Las voces consultadas no ocultan su rechazo a resolver el liderazgo del partido de manera teledirigida, concluyendo que "no sería bueno" saltarse a la militancia tras un periodo tan convulso como el vivido desde el 29 de octubre de 2024 y que ha terminado con Génova tutelando la sucesión de Mazón vía gestora y con Llorca al volante.

Mensaje de debilidad

En principio, tras imponer esa ‘comisión transitoria’ de integración para pacificar el partido, se contemplaba celebrar el congreso en la segunda mitad de este año. Una hoja de ruta que todavía puede cumplirse pero que algunos ven en riesgo por esas señales que llegan a través de cargos con línea con Génova. Esas fuentes destacan además que esquivar a las bases en este contexto enviaría un mensaje de debilidad interna de Llorca, en un momento en el que, remarcan estas fuentes, no tendría demasiados problemas para contar con el apoyo de las grandes familias en caso de un congreso unitario.

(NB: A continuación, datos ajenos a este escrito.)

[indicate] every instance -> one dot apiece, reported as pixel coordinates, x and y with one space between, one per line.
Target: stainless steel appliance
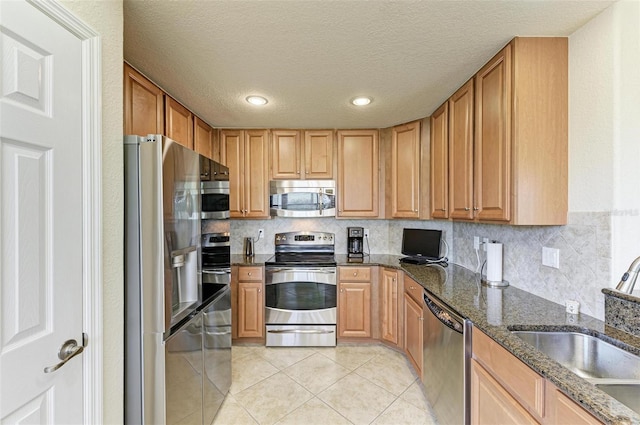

María José Catalá o Vicent Mompó, nombres que han salido en las quinielas sucesorias, niegan tener intención de moverse en ese sentido, aunque hay quien detecta ciertos recelos de Llorca a algunos de sus movimientos internos recientes. Otro argumento que circula en defensa del cónclave autonómico en estos sectores en que lo ven como la única vía para desactivar la ofensiva de Camps por liderar el PPCV.

Además, cabe recordar que el propio Llorca, como secretario general del PPCV, defendió hace unos meses y en pleno debate sobre el futuro de Mazón la necesidad de celebrar ese congreso autonómico "para que seamos los militantes los que elijamos". Señaló que era “irresponsable” activarlo “ya” (eran mediados de mayo de 2025), pero fue claro en su respaldo a cerrar la sucesión consultando a las bases.

Dos semanas de rumores

El runrún del dedazo ha ido tomando cuerpo desde hace dos semanas. A medida que se ha ido avanzando en el carrusel electoral autonómico impulsado por la propia dirección nacional del PP y que, por ahora, no ha dado demasiados buenos resultados a los populares. De hecho, ha evidenciado y ampliado su dependencia de la formación de Santiago Abascal y ha provocado un giro en la posición de Feijóo, que ahora se abre a gobernar con Vox a nivel estatal.

Una línea que encaja con la que ha tomado Llorca (y antes Mazón) en la C. Valenciana desde 2023 y que desde el entorno del líder del PPCV, con excelentes relaciones con los de Abascal, exhiben como fortaleza de cara a ser el cartel electoral en 2027. Pese a todo, en público, el president y líder del PPCV insiste en mostrarse ajeno al debate sucesorio, pero pocos dudan de su intención de continuar.

Otros miembros del partido, en cambio, confían en que finalmente Génova active el proceso en la C. Valenciana y en el resto de territorios donde también está pendiente una vez cerrado el ciclo electoral autonómico con Andalucía, una cita que se prevé para junio. Señalan estas fuentes que esto permitiría a Feijóo "ordenar" las comunidades tras el verano y lanzar a sus candidatos hacia las urnas de 2027.